The GigaChat neural network model completed all the tasks of the unified state exam in social studies and received a score of 67. Denis Filippov, Deputy Head of Digital Surfaces at Sberbank Salyut, spoke about this at the AIJ 2023 conference.
According to him, this result exceeds the minimum score required for university application (45 points) and the average score in 2023 (56.4 points). It was noted that an updated version of GigaChat was tested, based on one of the most advanced models for the Russian language with 29 billion parameters.
Filippov emphasized that it is important to evaluate the effectiveness of GigaChat not only by technical measurements, but also from the point of view of an ordinary person: whether the service can help in a particular field of knowledge, how smart and model-creative it is.
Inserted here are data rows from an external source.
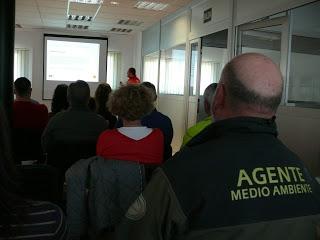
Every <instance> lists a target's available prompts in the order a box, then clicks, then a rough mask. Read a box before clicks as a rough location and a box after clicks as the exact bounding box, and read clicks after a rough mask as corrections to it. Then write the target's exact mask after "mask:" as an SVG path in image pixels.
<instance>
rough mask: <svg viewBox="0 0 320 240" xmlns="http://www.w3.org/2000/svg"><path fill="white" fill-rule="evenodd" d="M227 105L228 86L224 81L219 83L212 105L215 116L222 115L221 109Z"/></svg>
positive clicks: (222, 108) (211, 107)
mask: <svg viewBox="0 0 320 240" xmlns="http://www.w3.org/2000/svg"><path fill="white" fill-rule="evenodd" d="M225 105H226V86H225V85H224V84H223V83H219V85H218V87H217V90H216V94H215V96H214V100H213V103H212V107H211V113H212V114H213V115H214V116H218V115H220V113H221V111H222V110H223V109H224V108H225Z"/></svg>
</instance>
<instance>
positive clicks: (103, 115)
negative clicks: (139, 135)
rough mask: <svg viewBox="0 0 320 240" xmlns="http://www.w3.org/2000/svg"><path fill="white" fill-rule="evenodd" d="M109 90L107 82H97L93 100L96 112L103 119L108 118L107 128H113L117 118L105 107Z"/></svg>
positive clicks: (106, 104) (108, 98) (107, 99)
“Tests used in the education system, including the Unified State Examination, are well suited for such an assessment. The exam results show that GigaChat is quite knowledgeable in the field of social sciences. This means that our AI “understands” the fundamental laws of society and focuses on issues of morality. “This is further proof that users can use our service to solve real problems in the real world,” he said.
Sberbank announced that existing test tasks for 2024 published on the FIPI website were used to test GigaChat knowledge. But before the experiment, the team made sure that these tasks were not used to pre-train the model.
It was noted that the answers of the neural network were checked by an independent expert from the National Research University Higher School of Economics. At the same time, the assessment was examined in more detail by an expert commission of the HSE Training Institute.
“Our experts evaluated GigaChat’s information independently of Sber’s research and engineering teams. We checked the answers as if they were given by an ordinary high school graduate. Evgeniy Terentyev, director of the HSE Educational Institute, said: “The results show that the neural network model not only has a sufficient level of real information, but also “It also shows that he has the ability to think logically and choose the best possible solution,” he said.
As the HSE explains, not only the accuracy of task assignment and the reliability of GigaChat’s actual responses were evaluated, but also the quality of the creative tasks.